Economists are revising UK forecasts today following Rishi Sunak’s £15bn endorsement to help households during the energy crisis.
He has warned that there is now a greater risk that the Bank of England will be spurred on by higher interest rates in 2022 to offset the increase in inflation resulting from yesterday’s fiscal measures.
Retail stocks including Next and Marks & Spencer rose sharply yesterday as a reduction in the chancellor’s £400 energy bill allayed investors’ worst fears about a slowdown in household spending.
S&P 500 poised to end seven-week losing streak
Yesterday’s strong session for Wall Street stocks means major US indices should break a seven-week losing streak later today.
The S&P 500 index is up 4% this week, which means if it holds up, the major benchmark will end its worst performance since 2001. The tech-focused Nasdaq is on a similar streak, but is currently ahead more than 3%.
The Dow Jones Industrial Average has fallen for eight weeks in a row but is stronger than 4% since Monday after rising 1.5% yesterday based on reassuring updates from the retail sector.

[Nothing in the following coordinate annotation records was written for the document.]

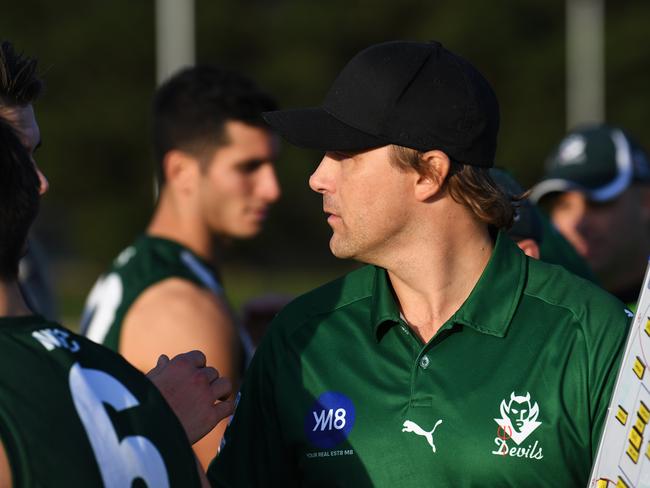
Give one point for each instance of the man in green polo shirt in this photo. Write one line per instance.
(452, 359)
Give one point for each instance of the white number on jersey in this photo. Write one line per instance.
(101, 306)
(120, 462)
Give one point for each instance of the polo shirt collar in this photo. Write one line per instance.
(491, 304)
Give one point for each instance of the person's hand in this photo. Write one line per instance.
(194, 391)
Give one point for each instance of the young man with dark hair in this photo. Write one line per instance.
(596, 189)
(20, 87)
(73, 413)
(215, 156)
(452, 359)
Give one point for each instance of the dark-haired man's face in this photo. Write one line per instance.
(239, 183)
(24, 123)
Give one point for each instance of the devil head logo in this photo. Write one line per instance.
(518, 417)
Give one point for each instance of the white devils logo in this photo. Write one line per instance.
(518, 417)
(410, 426)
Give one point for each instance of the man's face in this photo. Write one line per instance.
(239, 184)
(609, 235)
(366, 199)
(24, 123)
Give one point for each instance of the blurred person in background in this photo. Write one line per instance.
(596, 188)
(215, 158)
(56, 428)
(20, 87)
(437, 363)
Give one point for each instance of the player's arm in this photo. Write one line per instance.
(5, 469)
(255, 453)
(175, 316)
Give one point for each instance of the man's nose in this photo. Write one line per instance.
(321, 180)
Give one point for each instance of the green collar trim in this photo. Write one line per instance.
(491, 304)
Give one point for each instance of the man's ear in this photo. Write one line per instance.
(181, 170)
(436, 166)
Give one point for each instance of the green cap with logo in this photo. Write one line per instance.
(599, 160)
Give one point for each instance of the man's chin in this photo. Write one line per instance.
(340, 250)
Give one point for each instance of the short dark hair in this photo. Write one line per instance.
(471, 186)
(19, 199)
(191, 108)
(20, 84)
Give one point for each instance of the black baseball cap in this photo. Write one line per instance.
(599, 160)
(412, 94)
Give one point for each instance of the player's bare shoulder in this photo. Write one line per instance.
(175, 315)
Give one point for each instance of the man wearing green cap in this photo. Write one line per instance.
(597, 191)
(534, 233)
(451, 359)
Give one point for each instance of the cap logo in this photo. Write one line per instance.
(572, 151)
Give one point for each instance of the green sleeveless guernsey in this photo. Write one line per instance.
(75, 414)
(146, 262)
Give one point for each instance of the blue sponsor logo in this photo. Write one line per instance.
(329, 420)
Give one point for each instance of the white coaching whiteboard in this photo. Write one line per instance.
(623, 457)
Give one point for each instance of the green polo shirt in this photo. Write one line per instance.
(511, 391)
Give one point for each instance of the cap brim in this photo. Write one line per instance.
(560, 185)
(315, 128)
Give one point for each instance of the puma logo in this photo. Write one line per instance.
(410, 426)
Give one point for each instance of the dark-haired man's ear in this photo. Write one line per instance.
(181, 170)
(436, 166)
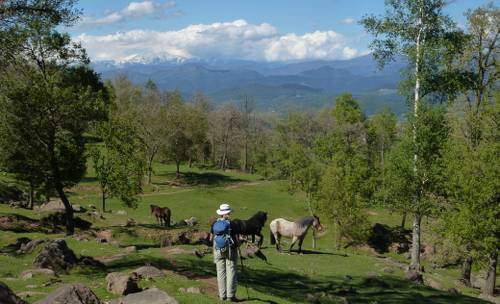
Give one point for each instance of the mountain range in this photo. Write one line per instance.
(274, 86)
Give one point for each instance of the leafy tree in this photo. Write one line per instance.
(17, 17)
(471, 179)
(149, 121)
(224, 135)
(303, 173)
(418, 30)
(402, 182)
(49, 101)
(343, 188)
(176, 131)
(474, 64)
(119, 163)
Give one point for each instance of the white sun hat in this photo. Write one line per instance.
(224, 209)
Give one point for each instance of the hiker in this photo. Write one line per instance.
(226, 244)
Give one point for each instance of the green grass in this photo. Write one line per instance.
(288, 278)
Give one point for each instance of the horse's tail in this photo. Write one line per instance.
(168, 215)
(272, 238)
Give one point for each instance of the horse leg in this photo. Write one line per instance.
(277, 236)
(294, 239)
(300, 245)
(261, 239)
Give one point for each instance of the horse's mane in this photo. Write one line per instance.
(260, 217)
(306, 221)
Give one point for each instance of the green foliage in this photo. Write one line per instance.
(49, 100)
(119, 164)
(471, 179)
(405, 179)
(344, 190)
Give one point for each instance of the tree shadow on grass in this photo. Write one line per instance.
(212, 179)
(295, 287)
(299, 288)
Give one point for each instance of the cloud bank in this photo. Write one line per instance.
(133, 10)
(222, 40)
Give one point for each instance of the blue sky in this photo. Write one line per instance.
(272, 30)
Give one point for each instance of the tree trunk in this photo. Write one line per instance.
(466, 271)
(489, 283)
(308, 200)
(178, 171)
(416, 242)
(70, 225)
(415, 253)
(103, 201)
(32, 197)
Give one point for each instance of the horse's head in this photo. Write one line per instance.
(317, 224)
(263, 216)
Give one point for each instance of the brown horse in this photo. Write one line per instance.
(162, 214)
(296, 230)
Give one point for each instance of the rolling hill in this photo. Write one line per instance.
(273, 86)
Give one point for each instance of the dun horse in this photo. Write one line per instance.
(162, 214)
(252, 226)
(296, 230)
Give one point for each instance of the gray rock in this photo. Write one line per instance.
(414, 276)
(56, 256)
(148, 272)
(130, 249)
(192, 221)
(31, 245)
(7, 296)
(79, 208)
(121, 283)
(71, 294)
(28, 274)
(149, 296)
(193, 290)
(29, 294)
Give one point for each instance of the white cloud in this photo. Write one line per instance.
(139, 8)
(133, 10)
(227, 40)
(349, 21)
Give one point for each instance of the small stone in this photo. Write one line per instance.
(28, 274)
(149, 272)
(193, 290)
(9, 297)
(149, 296)
(121, 283)
(130, 249)
(104, 236)
(74, 294)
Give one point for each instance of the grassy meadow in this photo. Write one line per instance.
(325, 274)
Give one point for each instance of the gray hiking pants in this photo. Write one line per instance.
(226, 272)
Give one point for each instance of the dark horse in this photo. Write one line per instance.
(162, 214)
(252, 226)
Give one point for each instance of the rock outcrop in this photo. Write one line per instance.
(121, 283)
(149, 296)
(71, 294)
(56, 256)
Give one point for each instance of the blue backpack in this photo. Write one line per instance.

Shares of Macy’s and discounter Dollar Tree jumped fifth after their quarterly statements, but some of this progress was offset after the closing bell when Gap cut its profit guidance.
US futures are later pointing to a stable session, while the FTSE 100 index is forecast to be down 10 points at 7554 by CMC Markets.
The top flight was pulled off yesterday by retail stocks including Next and B&M European Value Retail as a reduction in the chancellor’s £400 energy bill allayed investors’ worst fears about a slowdown in household spending.